Para peneliti dalam studi tersebut, yang dipimpin oleh Dr. Marcelo E. Bigal dari Merck Research Laboratories, setuju bahwa risiko absolutnya kecil.
Namun, mereka menambahkan bahwa temuan ini harus mendorong penderita migrain untuk berhati-hati dalam membatasi faktor risiko penyakit jantung dan stroke yang lebih umum dan signifikan – seperti tekanan darah tinggi, kolesterol tinggi dan obesitas.
Para peneliti menemukan bahwa penderita migrain memang memiliki tingkat tekanan darah tinggi, kolesterol tinggi, dan diabetes yang lebih tinggi dibandingkan kelompok pembanding. Namun, angka tersebut tidak menjelaskan hubungan antara migrain dan masalah jantung serta stroke.
Jadi mengapa migrain dikaitkan dengan penyakit kardiovaskular masih belum jelas. Salah satu kemungkinannya, kata Diener, adalah beberapa orang memiliki kerentanan terhadap migrain dan penyakit kardiovaskular.
Penyebab pasti sakit kepala migrain belum sepenuhnya dipahami, namun rasa sakitnya melibatkan penyempitan, dan kemudian pembengkakan, pembuluh darah otak. Temuan saat ini, menurut Diener, mendukung gagasan bahwa penderita migrain mungkin mengalami disfungsi pada pembuluh darah di seluruh tubuh.
Menurut tim Bigal, penelitian di masa depan harus melihat apakah penderita migrain tertentu mempunyai risiko tertentu terkena masalah jantung dan stroke – seperti mereka yang sering sakit kepala atau sering mengalami gejala aura.
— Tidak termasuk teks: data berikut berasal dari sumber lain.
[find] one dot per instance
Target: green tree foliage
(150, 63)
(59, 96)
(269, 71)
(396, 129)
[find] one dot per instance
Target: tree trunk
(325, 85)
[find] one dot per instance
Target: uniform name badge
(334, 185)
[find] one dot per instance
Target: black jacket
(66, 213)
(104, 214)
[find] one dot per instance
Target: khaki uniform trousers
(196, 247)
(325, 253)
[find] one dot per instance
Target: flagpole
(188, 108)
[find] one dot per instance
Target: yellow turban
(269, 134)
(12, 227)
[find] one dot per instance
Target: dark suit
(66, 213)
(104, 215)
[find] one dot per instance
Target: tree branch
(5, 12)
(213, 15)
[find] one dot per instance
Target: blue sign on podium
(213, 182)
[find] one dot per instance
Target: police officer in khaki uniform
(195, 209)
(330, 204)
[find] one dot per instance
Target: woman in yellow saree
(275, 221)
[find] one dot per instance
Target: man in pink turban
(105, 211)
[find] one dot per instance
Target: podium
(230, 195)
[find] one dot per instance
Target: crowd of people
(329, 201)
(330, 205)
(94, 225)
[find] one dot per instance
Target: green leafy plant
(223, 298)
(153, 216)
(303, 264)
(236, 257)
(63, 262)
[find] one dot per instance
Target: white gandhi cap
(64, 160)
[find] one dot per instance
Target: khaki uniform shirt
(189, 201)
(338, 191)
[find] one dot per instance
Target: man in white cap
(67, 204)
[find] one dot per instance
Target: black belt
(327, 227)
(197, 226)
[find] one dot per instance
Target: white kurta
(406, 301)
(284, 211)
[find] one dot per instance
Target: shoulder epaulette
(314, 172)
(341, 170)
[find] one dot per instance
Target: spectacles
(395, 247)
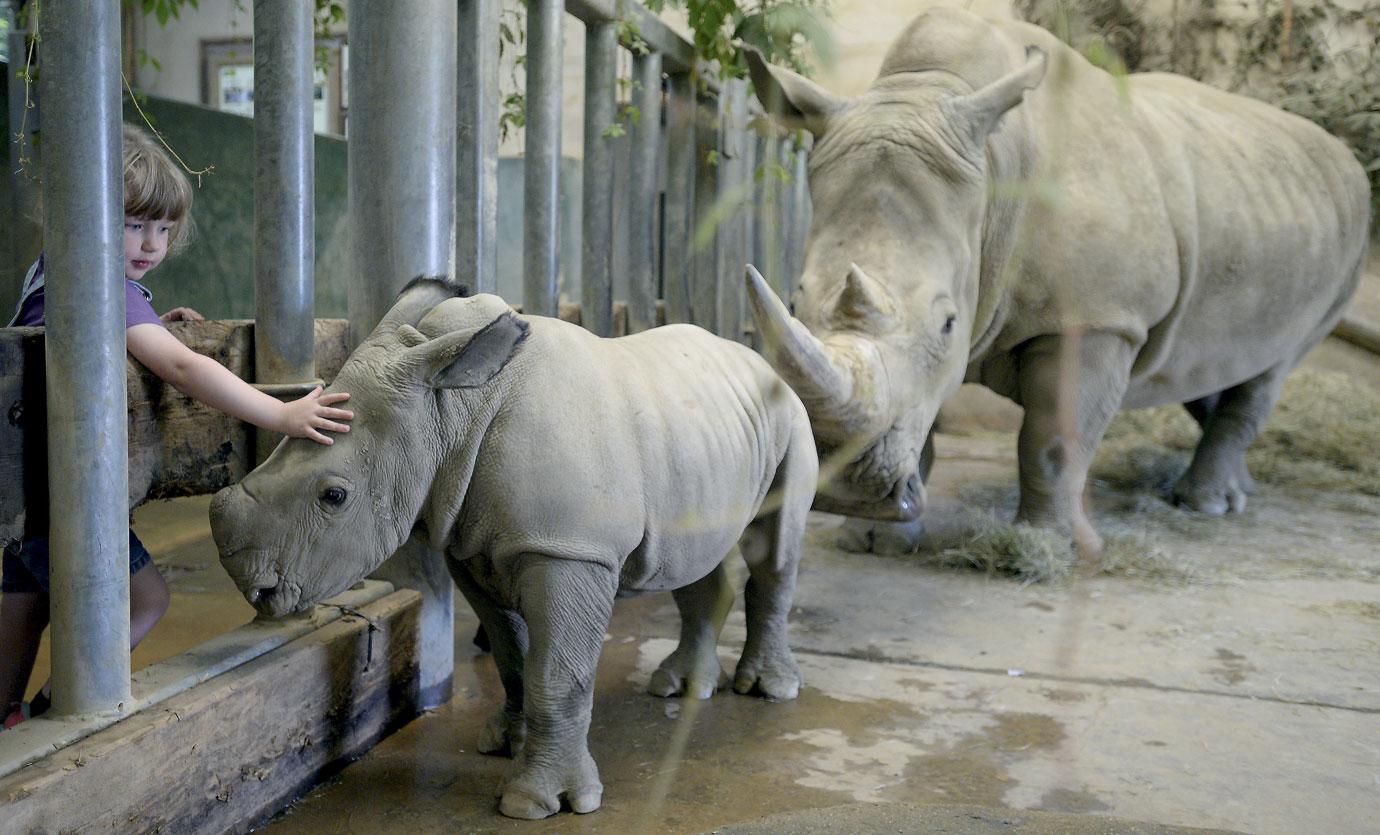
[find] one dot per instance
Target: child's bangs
(155, 191)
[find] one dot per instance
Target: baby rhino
(555, 469)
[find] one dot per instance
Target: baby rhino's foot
(1215, 493)
(686, 672)
(504, 734)
(533, 792)
(770, 675)
(867, 536)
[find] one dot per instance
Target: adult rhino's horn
(983, 108)
(824, 385)
(792, 100)
(416, 298)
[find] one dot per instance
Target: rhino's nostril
(264, 590)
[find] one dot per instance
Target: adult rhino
(995, 209)
(555, 469)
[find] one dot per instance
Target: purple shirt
(137, 308)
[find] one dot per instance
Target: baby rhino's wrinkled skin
(555, 469)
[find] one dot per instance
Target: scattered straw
(1322, 435)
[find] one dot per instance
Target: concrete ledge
(39, 737)
(944, 817)
(228, 752)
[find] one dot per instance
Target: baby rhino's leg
(505, 730)
(693, 668)
(772, 549)
(566, 606)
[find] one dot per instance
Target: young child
(158, 204)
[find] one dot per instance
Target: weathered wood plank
(177, 446)
(229, 752)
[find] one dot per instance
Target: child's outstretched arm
(213, 384)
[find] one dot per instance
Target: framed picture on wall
(228, 80)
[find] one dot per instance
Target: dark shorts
(26, 565)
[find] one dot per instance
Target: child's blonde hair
(155, 188)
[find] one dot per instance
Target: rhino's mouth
(904, 503)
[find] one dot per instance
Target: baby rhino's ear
(472, 356)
Mereka mengatakan penelitian juga harus mengkaji efek pengobatan migrain.
Di satu sisi, para peneliti mencatat, obat-obatan yang mencegah serangan migrain secara teoritis dapat menurunkan risiko masalah kardiovaskular. Di sisi lain, obat-obatan tertentu dapat menimbulkan efek negatif; beberapa obat pereda nyeri anti-inflamasi dikaitkan dengan risiko kardiovaskular, kata para peneliti, sementara obat migrain yang dikenal sebagai “ergots” cenderung menyempitkan pembuluh darah di seluruh tubuh.
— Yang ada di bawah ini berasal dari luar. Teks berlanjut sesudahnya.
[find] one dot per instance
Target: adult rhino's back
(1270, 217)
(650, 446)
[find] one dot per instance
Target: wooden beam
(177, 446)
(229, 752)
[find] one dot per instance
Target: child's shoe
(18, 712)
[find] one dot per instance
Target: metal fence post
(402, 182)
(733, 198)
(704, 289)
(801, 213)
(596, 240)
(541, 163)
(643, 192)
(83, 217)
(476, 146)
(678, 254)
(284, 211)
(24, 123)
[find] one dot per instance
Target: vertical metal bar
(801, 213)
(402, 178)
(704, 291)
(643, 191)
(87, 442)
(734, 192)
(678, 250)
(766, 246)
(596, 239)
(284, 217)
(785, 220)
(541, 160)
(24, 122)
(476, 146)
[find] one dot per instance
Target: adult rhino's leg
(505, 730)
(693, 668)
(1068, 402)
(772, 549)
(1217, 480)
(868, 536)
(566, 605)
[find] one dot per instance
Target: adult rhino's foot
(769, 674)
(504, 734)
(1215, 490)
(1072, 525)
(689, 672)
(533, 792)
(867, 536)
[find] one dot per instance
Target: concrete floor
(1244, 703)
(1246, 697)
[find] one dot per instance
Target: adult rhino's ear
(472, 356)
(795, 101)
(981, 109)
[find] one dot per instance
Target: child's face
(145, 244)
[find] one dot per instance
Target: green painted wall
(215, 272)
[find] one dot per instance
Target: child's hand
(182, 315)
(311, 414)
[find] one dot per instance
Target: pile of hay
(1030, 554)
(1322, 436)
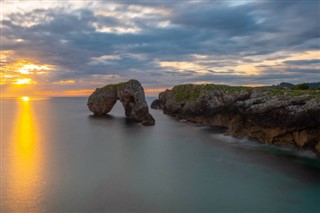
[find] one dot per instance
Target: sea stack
(284, 117)
(130, 94)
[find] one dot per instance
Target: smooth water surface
(57, 157)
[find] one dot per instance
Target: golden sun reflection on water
(25, 164)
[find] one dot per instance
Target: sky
(69, 48)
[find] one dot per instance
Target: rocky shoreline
(283, 117)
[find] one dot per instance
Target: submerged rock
(274, 116)
(130, 94)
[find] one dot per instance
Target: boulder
(130, 94)
(155, 104)
(270, 115)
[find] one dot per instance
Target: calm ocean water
(57, 157)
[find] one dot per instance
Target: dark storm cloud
(227, 20)
(70, 39)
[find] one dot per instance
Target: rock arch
(130, 94)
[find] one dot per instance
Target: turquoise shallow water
(57, 157)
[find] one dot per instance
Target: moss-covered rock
(131, 95)
(270, 115)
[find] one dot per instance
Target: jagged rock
(131, 95)
(155, 104)
(275, 116)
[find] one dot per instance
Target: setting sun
(25, 98)
(23, 81)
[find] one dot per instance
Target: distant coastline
(283, 116)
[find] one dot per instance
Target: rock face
(269, 115)
(131, 95)
(155, 104)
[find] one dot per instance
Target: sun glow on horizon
(23, 81)
(25, 98)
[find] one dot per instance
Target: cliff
(270, 115)
(130, 94)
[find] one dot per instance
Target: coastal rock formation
(155, 104)
(131, 95)
(269, 115)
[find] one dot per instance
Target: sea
(57, 157)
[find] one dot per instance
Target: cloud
(203, 41)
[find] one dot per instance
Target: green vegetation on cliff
(120, 85)
(190, 92)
Merck & Co. Inc., yang membuat obat migrain Maxalt (rizatriptan), mendanai penelitian ini. Bigal dan peneliti lain yang bekerja adalah karyawan atau memiliki hubungan keuangan dengan Merck atau perusahaan obat lain. Diener, penulis editorial, telah menerima dana dari beberapa perusahaan obat.